I think we've addressed the original question. Going to close for now
Is there any benchmark between CuDNN fused attention and flash attention? Recently I found TorchACC has already supported using CuDNN fused attention in PyTorch training. So there's definitely a benchmark, right? Even a C++ code end-to-end performance. @mnicely @Cjkkkk @gautam20197
I am eager to know how I should align whether the acceleration after I turn on xla has reached the ideal state.
I think you can check your use case using the PyTorch nightlies.
pip3 install --pre torch torchvision torchaudio --index-url https://download.pytorch.org/whl/nightly/cu121
And running the PyTorch SDPA example https://pytorch.org/tutorials/intermediate/scaled_dot_product_attention_tutorial.html
Using TORCH_CUDNN_SDPA_ENABLED=1
@mnicely Thank you very much for your answer. May I ask how much improvement has been made compared to Dao-AILab flash attention 2 according to your evaluation?
We recently release cuDNN V9. FP16 and BF16 fused flash attention engine performance has been significantly improved for NVIDIA GPUs:
- Speed-up of up to 50% over cuDNN 8.9.7 on Hopper GPUs.
- Speed-up of up to 100% over cuDNN 8.9.7 on Ampere GPUs.
We say up to because it depends on the parameters.

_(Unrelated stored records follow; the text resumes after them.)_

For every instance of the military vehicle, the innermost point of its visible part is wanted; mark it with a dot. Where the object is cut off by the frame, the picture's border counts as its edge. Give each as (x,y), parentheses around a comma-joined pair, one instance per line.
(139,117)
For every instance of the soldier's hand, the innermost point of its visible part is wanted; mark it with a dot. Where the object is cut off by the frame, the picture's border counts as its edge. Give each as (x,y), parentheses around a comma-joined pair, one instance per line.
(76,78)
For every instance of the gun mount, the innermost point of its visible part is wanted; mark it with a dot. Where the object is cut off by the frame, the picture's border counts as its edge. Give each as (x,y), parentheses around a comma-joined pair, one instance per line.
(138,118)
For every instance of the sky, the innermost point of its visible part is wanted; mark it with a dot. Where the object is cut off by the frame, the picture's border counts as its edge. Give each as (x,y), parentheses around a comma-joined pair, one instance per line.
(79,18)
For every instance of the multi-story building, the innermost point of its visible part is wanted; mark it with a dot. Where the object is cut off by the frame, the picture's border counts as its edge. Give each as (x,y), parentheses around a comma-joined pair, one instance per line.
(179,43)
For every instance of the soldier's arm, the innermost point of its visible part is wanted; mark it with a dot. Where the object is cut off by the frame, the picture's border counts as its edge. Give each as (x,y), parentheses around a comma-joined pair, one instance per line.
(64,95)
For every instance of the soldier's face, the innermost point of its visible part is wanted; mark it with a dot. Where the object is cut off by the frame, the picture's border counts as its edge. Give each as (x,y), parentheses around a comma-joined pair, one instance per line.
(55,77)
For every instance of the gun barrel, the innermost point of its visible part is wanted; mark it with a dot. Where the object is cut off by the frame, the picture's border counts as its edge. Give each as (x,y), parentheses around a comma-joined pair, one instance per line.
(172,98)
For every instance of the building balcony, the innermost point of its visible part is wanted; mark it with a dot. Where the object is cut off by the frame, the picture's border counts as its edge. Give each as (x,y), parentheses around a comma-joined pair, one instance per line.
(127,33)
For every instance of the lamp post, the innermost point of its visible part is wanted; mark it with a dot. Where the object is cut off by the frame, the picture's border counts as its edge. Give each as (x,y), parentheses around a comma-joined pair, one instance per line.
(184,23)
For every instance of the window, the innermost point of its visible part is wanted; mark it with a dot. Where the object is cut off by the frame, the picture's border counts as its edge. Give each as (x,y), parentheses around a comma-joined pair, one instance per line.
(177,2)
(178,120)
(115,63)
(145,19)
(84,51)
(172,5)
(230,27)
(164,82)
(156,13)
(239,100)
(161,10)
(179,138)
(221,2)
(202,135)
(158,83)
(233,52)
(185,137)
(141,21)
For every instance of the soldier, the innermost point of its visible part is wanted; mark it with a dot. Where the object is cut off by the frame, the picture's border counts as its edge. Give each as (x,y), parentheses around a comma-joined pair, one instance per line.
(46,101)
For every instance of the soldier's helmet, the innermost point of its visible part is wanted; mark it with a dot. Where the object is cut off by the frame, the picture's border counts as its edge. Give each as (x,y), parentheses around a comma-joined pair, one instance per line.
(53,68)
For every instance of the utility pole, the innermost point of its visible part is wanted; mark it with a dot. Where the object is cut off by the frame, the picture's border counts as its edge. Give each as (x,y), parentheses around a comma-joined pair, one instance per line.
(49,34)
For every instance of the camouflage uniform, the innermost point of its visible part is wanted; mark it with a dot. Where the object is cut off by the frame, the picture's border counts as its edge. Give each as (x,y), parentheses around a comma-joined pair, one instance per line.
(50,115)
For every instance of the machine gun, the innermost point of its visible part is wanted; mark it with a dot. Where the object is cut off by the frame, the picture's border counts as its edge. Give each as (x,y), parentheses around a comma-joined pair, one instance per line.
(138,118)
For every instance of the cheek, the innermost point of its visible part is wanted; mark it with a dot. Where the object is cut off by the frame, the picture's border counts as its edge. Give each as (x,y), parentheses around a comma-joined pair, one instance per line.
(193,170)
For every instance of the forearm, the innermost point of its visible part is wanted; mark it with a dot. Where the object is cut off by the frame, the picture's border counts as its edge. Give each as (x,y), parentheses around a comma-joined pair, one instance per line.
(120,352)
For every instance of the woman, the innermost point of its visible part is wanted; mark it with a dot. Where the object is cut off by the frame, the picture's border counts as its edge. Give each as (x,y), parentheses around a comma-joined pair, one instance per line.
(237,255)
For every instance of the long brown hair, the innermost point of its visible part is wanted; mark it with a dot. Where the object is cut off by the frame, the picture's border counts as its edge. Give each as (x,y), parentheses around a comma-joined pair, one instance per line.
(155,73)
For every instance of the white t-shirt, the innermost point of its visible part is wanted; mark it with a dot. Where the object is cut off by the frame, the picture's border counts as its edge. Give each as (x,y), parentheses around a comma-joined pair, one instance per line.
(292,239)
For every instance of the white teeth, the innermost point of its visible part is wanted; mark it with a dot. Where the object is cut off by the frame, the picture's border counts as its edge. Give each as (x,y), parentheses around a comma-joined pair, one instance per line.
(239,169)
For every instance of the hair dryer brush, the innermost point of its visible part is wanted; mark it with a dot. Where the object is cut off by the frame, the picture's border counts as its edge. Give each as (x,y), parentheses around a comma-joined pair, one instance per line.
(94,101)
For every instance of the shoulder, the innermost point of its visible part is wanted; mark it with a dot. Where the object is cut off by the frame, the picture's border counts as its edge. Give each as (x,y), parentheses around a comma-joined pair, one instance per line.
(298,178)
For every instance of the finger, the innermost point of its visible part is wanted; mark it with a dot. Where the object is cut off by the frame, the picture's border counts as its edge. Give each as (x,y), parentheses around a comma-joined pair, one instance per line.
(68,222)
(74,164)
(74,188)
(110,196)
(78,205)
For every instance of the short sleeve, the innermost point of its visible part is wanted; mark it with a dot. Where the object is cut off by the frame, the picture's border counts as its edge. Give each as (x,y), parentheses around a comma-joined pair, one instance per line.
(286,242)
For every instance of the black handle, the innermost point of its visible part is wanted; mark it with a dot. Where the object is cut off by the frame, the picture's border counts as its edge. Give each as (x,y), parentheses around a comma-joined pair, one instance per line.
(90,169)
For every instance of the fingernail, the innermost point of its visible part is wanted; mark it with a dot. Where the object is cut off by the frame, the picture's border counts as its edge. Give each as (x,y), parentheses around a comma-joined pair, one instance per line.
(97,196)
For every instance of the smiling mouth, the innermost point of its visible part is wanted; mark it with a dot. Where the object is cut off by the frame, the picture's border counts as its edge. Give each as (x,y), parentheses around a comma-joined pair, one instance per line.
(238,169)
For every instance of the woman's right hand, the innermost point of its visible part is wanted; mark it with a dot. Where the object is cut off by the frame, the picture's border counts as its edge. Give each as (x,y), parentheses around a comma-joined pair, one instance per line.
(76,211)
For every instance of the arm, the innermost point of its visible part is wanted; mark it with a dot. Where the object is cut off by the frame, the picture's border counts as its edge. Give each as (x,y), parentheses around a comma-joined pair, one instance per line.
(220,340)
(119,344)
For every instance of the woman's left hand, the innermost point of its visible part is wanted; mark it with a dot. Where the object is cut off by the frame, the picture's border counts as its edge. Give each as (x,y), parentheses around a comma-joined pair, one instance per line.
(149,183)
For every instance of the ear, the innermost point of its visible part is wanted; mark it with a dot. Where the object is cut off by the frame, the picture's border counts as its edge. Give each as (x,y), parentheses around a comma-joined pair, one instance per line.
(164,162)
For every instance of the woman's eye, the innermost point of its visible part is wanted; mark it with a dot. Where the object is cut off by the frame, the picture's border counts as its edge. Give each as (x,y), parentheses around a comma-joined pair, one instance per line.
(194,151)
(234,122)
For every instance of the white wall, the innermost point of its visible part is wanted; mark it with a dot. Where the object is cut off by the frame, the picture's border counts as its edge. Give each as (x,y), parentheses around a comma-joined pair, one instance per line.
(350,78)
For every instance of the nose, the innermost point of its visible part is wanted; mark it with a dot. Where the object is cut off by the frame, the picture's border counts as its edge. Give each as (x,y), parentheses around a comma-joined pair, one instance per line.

@mnicely I have noticed that speed-up benchmark at cudnn release note recently. Yes, it looks perfect. But is there any more details for QKV shape and something else. A single acceleration in a particular situation is not convincing enough, we need a repeatable experiment scenario.
@MoFHeka The problem sizes with hidden dimension per head (d) = 128 are the best to gain a significant speedup for both Hopper and Ampere.
@gautam20197 head (d) = 128 with any batch size or sequence length?
Yes there will be healthy speedup for all batches and sequence lengths.
I think you can check your use case using the PyTorch nightlies.
pip3 install --pre torch torchvision torchaudio --index-url https://download.pytorch.org/whl/nightly/cu121
And running the PyTorch SDPA example https://pytorch.org/tutorials/intermediate/scaled_dot_product_attention_tutorial.html
Using
TORCH_CUDNN_SDPA_ENABLED=1
@mnicely Unable to run
>>> import torch
>>> t1=torch.randn(1,4,4096,128).to("cuda").to(torch.float16)
>>> torch._scaled_dot_product_cudnn_attention(t1, t1, t1, dropout_p=0.0, is_causal=True)
Traceback (most recent call last):
File "<stdin>", line 1, in <module>
RuntimeError: mha_graph->execute(handle, variant_pack, workspace_ptr.get()).is_good() INTERNAL ASSERT FAILED at "/opt/conda/conda-bld/pytorch_1711266070736/work/aten/src/ATen/native/cudnn/MHA.cpp":410, please report a bug to PyTorch.